Re: [PATCH] x86/mce: Dynamically size space for machine check records

From: Tony Luck
Date: Thu Feb 29 2024 - 12:27:04 EST


On Thu, Feb 29, 2024 at 12:42:38AM -0600, Naik, Avadhut wrote:
> Hi,
>
> On 2/28/2024 17:14, Tony Luck wrote:
> > Systems with a large number of CPUs may generate a large
> > number of machine check records when things go seriously
> > wrong. But Linux has a fixed buffer that can only capture
> > a few dozen errors.
> >
> > Allocate space based on the number of CPUs (with a minimum
> > value based on the historical fixed buffer that could store
> > 80 records).
> >
> > Signed-off-by: Tony Luck <tony.luck@xxxxxxxxx>
> > ---
> >
> > Discussion earlier concluded with the realization that it is
> > safe to dynamically allocate the mce_evt_pool at boot time.
> > So here's a patch to do that. Scaling algorithm here is a
> > simple linear "4 records per possible CPU" with a minimum
> > of 80 to match the legacy behavior. I'm open to other
> > suggestions.
> >
> > Note that I threw in a "+1" to the return from ilog2() when
> > calling gen_pool_create(). From reading code, and running
> > some tests, it appears that the min_alloc_order argument
> > needs to be large enough to allocate one of the mce_evt_llist
> > structures.
> >
> > Some other gen_pool users in Linux may also need this "+1".
> >
>
> Somewhat confused here. Weren't we also exploring ways to avoid
> duplicate records from being added to the genpool? Has something
> changed in that regard?

I'm going to cover this in the reply to Boris.

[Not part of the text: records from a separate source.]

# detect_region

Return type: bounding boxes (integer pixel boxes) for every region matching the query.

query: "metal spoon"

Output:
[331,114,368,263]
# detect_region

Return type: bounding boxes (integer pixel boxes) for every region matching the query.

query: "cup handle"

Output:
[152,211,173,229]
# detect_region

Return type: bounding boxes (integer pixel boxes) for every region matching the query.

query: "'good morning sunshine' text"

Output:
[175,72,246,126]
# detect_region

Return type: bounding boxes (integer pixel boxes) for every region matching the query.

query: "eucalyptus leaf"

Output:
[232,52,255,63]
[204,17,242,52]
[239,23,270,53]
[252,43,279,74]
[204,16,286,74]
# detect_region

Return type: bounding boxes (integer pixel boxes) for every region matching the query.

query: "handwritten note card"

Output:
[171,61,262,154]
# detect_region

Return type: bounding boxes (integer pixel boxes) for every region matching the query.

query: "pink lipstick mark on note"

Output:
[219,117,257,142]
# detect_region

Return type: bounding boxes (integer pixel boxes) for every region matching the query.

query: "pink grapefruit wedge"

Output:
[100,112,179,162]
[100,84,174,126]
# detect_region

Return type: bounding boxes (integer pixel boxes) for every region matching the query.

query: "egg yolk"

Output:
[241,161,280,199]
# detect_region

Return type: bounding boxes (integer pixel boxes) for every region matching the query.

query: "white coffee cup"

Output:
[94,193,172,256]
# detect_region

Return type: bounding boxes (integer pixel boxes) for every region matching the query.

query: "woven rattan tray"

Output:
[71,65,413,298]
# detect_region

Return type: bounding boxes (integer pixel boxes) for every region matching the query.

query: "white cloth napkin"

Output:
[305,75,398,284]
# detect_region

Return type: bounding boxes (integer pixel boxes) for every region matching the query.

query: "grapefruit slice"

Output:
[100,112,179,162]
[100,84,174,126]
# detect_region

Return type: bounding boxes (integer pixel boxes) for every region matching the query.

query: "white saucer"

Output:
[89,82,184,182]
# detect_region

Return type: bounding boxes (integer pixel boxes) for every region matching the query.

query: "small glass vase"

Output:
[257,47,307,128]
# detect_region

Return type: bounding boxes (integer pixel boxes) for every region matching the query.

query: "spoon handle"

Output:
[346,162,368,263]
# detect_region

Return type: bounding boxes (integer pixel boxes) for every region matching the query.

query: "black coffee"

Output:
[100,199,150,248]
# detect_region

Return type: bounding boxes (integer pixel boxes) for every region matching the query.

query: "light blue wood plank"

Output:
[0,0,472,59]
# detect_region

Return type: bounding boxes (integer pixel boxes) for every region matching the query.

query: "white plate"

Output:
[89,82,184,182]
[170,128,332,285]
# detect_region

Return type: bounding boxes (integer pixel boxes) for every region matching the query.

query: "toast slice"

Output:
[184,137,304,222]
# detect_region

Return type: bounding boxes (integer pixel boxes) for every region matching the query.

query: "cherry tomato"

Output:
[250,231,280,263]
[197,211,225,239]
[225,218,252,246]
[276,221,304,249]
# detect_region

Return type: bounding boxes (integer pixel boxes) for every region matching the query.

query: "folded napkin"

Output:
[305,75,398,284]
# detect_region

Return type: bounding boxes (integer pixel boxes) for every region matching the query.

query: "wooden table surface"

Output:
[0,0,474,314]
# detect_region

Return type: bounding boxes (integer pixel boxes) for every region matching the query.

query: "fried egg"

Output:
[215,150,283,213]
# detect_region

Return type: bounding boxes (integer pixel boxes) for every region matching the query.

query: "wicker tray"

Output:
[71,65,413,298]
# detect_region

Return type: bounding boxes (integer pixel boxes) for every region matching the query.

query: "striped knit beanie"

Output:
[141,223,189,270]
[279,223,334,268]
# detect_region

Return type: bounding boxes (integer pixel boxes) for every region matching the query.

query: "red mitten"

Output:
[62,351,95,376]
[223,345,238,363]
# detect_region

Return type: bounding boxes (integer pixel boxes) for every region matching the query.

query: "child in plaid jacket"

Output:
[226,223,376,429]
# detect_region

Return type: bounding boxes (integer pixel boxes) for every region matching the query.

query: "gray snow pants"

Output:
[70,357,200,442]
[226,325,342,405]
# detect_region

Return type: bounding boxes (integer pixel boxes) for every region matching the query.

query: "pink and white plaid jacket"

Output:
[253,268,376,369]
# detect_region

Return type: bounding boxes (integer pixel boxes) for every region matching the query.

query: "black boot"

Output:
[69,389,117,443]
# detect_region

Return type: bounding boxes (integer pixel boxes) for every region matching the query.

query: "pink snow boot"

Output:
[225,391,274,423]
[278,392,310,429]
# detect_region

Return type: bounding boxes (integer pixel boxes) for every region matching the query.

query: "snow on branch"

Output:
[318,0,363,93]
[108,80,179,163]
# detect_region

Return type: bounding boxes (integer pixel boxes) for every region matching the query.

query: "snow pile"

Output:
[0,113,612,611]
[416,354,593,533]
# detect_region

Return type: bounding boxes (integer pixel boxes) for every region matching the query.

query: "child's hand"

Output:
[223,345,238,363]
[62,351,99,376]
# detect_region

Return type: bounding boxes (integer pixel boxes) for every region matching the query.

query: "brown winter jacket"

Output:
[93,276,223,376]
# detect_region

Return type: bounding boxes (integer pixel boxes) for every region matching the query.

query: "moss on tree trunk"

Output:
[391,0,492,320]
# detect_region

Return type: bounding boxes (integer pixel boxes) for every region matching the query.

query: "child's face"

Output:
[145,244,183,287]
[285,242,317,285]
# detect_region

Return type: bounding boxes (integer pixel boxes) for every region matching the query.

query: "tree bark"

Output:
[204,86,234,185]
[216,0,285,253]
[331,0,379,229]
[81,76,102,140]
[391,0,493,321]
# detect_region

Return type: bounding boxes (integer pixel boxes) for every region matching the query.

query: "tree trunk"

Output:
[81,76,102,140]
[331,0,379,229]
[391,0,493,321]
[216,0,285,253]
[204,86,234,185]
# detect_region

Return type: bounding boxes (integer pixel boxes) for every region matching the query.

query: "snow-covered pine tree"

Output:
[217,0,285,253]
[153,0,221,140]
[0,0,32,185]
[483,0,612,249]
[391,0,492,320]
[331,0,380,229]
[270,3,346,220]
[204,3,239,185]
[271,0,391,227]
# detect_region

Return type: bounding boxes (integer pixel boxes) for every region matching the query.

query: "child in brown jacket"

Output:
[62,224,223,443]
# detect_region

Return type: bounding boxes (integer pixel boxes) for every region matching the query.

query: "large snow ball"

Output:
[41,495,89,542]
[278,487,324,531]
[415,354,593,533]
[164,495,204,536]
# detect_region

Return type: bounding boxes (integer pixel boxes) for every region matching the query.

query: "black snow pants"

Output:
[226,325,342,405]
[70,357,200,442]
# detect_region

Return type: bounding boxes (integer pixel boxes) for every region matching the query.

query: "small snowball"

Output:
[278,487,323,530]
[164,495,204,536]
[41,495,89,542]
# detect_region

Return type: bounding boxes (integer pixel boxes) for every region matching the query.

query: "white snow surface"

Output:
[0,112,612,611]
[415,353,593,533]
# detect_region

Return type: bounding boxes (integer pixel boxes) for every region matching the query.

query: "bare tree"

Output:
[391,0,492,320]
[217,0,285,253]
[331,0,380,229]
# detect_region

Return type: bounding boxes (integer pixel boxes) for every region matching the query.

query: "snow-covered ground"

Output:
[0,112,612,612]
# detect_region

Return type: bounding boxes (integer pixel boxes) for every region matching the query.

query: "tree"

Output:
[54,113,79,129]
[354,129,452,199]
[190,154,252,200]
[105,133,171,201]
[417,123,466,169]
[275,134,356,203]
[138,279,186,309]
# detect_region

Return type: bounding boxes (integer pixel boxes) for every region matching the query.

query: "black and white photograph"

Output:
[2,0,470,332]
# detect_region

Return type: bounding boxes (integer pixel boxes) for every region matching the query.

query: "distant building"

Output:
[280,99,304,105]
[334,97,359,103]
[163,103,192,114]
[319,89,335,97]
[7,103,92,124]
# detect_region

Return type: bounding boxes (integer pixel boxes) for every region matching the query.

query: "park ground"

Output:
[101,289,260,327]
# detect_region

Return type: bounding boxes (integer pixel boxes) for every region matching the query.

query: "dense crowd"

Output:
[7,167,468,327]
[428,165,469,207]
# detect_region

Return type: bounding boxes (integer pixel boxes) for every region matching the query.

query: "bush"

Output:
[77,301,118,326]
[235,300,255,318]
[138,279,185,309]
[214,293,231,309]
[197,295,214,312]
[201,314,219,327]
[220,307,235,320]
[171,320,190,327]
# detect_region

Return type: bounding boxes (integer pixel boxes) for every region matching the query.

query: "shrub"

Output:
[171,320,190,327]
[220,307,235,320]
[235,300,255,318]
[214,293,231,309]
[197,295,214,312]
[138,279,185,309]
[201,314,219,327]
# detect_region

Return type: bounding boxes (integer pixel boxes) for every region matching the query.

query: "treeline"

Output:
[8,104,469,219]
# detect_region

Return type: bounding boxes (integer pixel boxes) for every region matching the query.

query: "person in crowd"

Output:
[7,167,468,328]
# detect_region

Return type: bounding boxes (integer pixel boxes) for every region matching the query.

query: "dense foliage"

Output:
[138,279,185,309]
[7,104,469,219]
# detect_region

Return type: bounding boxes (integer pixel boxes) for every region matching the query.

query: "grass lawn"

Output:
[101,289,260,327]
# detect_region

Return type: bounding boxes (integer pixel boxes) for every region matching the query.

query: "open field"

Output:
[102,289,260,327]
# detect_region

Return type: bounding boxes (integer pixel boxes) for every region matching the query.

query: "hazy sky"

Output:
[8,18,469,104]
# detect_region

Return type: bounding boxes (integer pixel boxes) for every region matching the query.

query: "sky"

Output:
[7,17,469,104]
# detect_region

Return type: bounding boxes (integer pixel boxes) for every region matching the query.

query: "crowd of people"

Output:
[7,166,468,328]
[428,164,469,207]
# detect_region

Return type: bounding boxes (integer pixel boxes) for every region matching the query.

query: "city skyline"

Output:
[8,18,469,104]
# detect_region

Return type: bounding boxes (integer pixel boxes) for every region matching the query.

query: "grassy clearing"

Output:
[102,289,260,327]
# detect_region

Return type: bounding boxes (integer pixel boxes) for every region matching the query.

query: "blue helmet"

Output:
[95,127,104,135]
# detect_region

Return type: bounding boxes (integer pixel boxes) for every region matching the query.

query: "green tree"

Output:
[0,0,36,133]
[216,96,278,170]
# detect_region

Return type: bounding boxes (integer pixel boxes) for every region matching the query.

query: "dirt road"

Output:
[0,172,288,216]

> > + mce_numrecords = max(80, num_possible_cpus() * 4);
> > + mce_poolsz = mce_numrecords * (1 << order);
> > + mce_pool = kmalloc(mce_poolsz, GFP_KERNEL);
>
> To err on the side of caution, wouldn't kzalloc() be a safer choice here?

Seems like too much caution. When mce_gen_pool_add() allocates
an entry from the pool it does:

memcpy(&node->mce, mce, sizeof(*mce));
llist_add(&node->llnode, &mce_event_llist);

between those two lines, every field in the struct mce_evt_llist
is written (including any holes in the struct mce part of the structure).

-Tony